There is a view held by the business community that companies should be given priority when contracts are issued because they employ local labour and pay their business rates to the Council. However this actually illegal against the Local Government Act 1988 (Section 17).
The European Union (EU) legislation also requires Councils and other public bodies to advertise all contracts that exceed various financial thresholds within the countries that form the European Union. Although this may mean that occasionally contracts are awarded to companies outside the UK, it does ensure that the Council considers bids equally from outside its boundaries. This is to guarantee the best value for money may be achieved for its tax payers.
The legal framework will continue to support local businesses and take into consideration economic, social and environmental factors, as we are very keen to support the local economy and benefit the community.
We are eager to ensure that small medium enterprises (SME’s) that form part of the local economy submit bids for contracts. Due to the legislation in place, we are forbidden to award contracts to companies purely because they are ‘local’ or of a certain size. However we are keen to take steps which will assist local suppliers to gain business with the Council, and still remain within the law.

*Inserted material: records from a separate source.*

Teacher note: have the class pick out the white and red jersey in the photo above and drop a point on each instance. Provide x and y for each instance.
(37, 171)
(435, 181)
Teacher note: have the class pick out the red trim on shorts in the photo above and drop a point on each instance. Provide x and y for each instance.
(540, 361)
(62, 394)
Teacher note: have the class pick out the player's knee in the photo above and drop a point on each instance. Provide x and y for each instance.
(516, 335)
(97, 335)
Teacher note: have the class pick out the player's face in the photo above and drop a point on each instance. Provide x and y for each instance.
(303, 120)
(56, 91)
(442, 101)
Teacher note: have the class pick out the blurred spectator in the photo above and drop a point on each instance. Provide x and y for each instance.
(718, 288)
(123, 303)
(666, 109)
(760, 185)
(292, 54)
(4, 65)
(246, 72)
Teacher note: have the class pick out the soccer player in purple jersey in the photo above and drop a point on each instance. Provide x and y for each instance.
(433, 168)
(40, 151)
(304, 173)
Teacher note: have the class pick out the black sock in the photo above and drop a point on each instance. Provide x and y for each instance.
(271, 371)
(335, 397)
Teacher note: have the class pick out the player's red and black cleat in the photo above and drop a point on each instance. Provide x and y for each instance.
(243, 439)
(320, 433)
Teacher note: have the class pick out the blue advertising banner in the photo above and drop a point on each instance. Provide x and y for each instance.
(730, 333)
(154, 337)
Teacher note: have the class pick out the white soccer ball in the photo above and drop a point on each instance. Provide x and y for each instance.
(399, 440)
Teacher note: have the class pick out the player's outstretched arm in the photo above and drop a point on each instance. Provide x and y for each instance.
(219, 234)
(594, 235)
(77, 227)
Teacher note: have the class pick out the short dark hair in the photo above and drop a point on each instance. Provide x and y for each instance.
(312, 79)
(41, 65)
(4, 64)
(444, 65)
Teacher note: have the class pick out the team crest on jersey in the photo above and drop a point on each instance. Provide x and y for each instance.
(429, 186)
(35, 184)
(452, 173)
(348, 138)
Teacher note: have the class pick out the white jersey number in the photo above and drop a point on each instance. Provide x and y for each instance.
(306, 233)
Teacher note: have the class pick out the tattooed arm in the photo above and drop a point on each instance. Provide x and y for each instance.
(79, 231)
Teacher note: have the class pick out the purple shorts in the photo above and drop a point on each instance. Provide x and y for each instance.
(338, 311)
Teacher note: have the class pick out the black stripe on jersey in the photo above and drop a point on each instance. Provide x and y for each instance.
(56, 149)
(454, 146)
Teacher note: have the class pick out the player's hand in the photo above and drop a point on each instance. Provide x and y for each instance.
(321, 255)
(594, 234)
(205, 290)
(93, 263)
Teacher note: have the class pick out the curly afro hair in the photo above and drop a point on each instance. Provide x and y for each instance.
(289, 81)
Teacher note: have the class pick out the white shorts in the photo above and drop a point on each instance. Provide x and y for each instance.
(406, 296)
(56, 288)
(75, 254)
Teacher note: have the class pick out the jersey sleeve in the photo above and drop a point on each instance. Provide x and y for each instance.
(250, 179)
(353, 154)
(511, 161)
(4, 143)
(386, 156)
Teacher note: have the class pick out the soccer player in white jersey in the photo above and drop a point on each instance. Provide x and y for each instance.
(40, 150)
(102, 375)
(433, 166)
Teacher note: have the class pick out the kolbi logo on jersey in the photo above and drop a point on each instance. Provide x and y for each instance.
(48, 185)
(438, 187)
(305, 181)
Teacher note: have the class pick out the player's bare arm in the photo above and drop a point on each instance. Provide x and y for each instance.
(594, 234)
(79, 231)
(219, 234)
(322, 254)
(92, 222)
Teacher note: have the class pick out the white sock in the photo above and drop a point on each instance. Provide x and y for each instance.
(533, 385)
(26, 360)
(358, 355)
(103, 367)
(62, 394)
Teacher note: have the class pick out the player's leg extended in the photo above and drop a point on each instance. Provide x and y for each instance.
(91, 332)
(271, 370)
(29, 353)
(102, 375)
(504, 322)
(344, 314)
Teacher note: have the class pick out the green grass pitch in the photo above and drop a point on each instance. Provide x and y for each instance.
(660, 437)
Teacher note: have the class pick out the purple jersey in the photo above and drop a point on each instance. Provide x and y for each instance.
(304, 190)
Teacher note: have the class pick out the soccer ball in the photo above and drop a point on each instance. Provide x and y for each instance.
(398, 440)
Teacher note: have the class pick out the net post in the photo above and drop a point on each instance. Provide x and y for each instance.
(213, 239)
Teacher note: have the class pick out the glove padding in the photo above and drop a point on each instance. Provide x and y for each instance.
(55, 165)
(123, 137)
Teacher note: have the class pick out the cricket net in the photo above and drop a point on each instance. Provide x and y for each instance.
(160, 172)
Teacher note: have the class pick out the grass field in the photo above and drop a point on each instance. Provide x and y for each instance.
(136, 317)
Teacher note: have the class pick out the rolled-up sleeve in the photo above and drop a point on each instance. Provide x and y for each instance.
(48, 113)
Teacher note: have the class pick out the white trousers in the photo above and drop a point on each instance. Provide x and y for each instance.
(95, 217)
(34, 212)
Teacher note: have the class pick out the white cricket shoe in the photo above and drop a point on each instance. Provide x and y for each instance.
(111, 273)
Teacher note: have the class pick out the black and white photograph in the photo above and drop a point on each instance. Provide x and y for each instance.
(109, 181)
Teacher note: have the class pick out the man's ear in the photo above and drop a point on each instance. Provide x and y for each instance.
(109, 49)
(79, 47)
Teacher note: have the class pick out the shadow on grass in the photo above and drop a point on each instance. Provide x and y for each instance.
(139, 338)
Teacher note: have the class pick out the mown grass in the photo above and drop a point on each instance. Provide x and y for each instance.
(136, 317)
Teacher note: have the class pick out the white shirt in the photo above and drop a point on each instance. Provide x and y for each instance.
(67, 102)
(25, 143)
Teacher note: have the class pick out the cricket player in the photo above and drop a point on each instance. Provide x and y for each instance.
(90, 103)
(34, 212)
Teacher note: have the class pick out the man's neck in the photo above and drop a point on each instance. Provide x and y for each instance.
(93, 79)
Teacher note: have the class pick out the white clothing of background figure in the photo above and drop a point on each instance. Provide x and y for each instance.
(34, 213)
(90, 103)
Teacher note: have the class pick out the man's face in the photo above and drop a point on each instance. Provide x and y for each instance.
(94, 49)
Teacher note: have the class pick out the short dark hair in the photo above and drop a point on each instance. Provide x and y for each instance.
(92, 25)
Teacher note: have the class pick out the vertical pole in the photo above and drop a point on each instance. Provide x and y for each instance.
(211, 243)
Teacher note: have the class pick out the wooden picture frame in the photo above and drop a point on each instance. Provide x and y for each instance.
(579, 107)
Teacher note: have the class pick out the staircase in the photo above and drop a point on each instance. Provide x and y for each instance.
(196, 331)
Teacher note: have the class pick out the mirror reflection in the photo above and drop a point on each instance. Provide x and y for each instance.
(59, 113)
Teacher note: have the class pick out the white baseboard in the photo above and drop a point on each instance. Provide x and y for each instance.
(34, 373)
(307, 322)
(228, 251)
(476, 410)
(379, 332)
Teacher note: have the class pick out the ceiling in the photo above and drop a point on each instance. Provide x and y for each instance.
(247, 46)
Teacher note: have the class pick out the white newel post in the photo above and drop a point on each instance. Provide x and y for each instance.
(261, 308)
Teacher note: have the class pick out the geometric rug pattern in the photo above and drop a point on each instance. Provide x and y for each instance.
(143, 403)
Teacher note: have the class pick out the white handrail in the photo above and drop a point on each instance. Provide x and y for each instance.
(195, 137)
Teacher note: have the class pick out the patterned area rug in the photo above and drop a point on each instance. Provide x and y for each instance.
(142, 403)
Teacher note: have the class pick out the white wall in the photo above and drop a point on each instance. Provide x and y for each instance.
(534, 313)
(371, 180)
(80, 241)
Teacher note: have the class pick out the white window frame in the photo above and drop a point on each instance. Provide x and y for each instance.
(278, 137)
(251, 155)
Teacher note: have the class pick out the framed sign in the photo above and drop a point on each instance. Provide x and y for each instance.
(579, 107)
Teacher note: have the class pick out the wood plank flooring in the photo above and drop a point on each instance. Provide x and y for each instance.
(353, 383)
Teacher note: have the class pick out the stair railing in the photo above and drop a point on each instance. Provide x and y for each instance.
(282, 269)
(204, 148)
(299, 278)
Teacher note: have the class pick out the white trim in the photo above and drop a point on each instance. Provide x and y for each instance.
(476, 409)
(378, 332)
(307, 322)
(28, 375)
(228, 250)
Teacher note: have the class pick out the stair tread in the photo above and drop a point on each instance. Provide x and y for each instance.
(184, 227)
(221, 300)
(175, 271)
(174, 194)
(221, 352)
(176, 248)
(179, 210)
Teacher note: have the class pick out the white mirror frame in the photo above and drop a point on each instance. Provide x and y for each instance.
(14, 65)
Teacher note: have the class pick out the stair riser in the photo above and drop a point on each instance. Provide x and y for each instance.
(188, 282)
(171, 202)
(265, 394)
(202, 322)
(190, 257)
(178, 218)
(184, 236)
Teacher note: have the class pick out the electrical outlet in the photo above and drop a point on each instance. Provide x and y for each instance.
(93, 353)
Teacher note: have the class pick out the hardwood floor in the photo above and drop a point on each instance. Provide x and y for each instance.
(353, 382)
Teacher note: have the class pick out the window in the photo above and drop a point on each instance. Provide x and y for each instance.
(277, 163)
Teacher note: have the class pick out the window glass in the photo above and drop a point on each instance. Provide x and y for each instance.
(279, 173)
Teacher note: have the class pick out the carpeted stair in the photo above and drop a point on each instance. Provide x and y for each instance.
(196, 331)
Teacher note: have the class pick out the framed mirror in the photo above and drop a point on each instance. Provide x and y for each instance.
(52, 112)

We also advertise all contract opportunities in the local press, on our website, and we attend meetings and seminars with Federation of Small Businesses, LEP’s etc to give local business an opportunity to win contracts within the Council.
We are keen to work with the third sector and works closely with Dudley Community Voluntary Sector, and are committed to extending the role of Voluntary and Community Organisations (VCO's) in service provision.
The tender process can sometimes feel daunting, however there is support and assistance available.
For further information please contact Procurement Services.
Sometimes it’s perceived that the same companies always win the same Council contracts. This is simply because they have:
- Completed the tender document accurately and in full
- Returned the tender document on time
- They know their market, and competitors, whilst returning a bid that is competitive and that will be beneficial to all parties
- Show genuine interest in working with the Council
- Share the same values as the Council
- Have a Business Continuity Plan in place for disruptions caused by major incidents. We look favourably on suppliers/service providers who have such plans and who can demonstrate minimal risk in continuity of service. We strongly encourage all suppliers and service providers to be proactive in this matter.